4. Can there be new “past” entities?
The following chart specifies the conditions for each TDT described below.
TDT 1 – This technique is used to model data when an occurrence of the data can be created but it cannot be changed or ended.
There are a few objects that when their existence is recognized, their existence cannot be “deleted” or ended. Enterprise and Person are two examples of these kinds of objects. Therefore, the data that describes these objects must be modeled as dependent entity types to these objects. However, these objects get modeled as independent entity types as follows.
An ENTERPRISE has a unique identifying NUMBER that is not allowed to change and once the ENTERPRISE exists, it cannot be ended.

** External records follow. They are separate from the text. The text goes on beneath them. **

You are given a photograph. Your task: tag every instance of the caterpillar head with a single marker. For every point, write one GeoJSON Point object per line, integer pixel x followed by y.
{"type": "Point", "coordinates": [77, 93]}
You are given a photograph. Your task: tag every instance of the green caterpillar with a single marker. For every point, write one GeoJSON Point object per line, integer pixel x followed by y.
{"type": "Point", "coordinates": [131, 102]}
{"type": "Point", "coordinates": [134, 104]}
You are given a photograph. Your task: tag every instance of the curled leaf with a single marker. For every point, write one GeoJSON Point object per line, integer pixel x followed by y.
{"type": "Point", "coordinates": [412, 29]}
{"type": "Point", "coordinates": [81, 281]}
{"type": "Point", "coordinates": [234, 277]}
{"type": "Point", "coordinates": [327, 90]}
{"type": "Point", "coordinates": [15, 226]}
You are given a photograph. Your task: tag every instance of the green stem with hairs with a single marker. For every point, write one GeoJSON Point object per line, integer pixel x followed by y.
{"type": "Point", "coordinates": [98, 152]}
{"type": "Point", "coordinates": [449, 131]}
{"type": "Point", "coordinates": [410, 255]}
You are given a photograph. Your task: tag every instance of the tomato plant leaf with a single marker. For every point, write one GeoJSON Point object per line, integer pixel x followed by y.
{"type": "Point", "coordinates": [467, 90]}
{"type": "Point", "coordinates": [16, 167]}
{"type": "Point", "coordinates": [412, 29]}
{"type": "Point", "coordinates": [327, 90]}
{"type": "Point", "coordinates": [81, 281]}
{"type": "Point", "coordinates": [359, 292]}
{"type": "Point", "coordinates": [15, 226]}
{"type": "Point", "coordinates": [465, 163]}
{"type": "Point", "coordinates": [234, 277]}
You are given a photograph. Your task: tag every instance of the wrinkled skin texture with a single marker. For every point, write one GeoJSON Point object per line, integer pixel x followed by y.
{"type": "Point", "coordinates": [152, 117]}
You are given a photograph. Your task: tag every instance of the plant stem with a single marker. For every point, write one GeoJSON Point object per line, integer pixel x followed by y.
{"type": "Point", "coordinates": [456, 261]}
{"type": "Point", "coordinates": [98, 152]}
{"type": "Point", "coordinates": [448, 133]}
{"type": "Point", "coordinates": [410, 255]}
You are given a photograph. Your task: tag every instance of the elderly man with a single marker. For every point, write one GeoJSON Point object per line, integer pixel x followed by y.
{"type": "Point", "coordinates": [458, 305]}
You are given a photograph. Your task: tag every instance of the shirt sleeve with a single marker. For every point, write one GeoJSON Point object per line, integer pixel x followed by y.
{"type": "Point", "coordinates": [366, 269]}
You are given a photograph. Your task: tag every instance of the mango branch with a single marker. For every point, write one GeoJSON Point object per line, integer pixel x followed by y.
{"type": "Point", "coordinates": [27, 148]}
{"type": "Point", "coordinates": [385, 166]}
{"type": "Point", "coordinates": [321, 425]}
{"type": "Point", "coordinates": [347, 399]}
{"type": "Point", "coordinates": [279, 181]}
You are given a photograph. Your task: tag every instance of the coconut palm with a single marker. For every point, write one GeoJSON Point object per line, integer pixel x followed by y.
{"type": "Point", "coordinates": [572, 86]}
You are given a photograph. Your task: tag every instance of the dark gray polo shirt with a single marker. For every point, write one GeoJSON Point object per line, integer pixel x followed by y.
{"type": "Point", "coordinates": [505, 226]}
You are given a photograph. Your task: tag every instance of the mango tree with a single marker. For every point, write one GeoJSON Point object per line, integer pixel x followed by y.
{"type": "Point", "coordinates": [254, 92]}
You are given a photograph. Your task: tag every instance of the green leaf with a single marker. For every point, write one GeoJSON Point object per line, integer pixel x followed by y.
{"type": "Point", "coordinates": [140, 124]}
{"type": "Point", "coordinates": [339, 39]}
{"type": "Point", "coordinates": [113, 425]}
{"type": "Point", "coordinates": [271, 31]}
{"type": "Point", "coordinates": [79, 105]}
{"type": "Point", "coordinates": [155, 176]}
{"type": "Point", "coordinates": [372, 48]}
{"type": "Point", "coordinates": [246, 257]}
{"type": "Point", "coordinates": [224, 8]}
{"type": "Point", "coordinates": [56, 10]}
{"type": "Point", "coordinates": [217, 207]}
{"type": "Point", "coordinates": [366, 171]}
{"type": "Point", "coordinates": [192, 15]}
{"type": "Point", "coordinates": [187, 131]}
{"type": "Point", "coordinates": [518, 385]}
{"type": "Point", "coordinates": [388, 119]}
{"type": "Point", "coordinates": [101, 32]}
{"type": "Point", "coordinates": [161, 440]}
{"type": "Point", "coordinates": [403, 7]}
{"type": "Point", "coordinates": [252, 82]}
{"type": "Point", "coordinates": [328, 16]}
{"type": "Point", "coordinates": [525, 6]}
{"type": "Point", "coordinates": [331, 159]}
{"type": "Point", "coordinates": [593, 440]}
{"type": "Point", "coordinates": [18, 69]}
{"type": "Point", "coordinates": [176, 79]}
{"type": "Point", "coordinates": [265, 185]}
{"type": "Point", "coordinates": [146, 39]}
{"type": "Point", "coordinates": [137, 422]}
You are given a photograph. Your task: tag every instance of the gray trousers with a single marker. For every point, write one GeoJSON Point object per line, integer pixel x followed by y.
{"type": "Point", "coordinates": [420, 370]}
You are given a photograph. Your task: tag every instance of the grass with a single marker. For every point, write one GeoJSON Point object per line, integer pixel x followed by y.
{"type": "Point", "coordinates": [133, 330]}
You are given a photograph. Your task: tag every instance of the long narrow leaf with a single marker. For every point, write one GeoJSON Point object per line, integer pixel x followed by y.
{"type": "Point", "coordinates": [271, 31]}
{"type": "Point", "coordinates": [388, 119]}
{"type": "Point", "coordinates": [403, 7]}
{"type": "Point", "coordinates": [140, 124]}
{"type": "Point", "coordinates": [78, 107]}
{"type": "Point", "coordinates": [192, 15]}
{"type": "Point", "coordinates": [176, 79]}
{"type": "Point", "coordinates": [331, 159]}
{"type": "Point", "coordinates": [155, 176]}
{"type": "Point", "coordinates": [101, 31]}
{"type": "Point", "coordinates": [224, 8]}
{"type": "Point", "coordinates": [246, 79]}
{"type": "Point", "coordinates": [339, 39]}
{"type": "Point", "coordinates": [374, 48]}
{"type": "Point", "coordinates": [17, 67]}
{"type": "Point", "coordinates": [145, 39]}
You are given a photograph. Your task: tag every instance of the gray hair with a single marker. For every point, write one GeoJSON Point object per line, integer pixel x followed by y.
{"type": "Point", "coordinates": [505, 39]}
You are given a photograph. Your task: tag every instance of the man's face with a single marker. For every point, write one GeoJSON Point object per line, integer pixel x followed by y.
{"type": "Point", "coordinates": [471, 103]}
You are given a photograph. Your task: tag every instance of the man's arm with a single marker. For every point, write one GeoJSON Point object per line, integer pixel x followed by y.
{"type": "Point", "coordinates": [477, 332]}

Note: Due to variations in the definition of “Timestamp” in various environments, the use of “Timestamp” in this article refers a “date/time” attribute that can be set by the program logic.
When a new ENTERPRISE is created, the Date and Time are recorded along with the User ID or program name that created the entity.
Any change to the information that describes an ENTERPRISE will be recorded in dependent entity types that record data over time.
Note: For illustration purposes, only the first eight characters of the “Timestamp” attribute are shown in the examples.
TDT 2 – This technique is used to model data where the data is allowed to be changed in a dependent entity type and to maintain the history of previous attribute values or relationship memberships.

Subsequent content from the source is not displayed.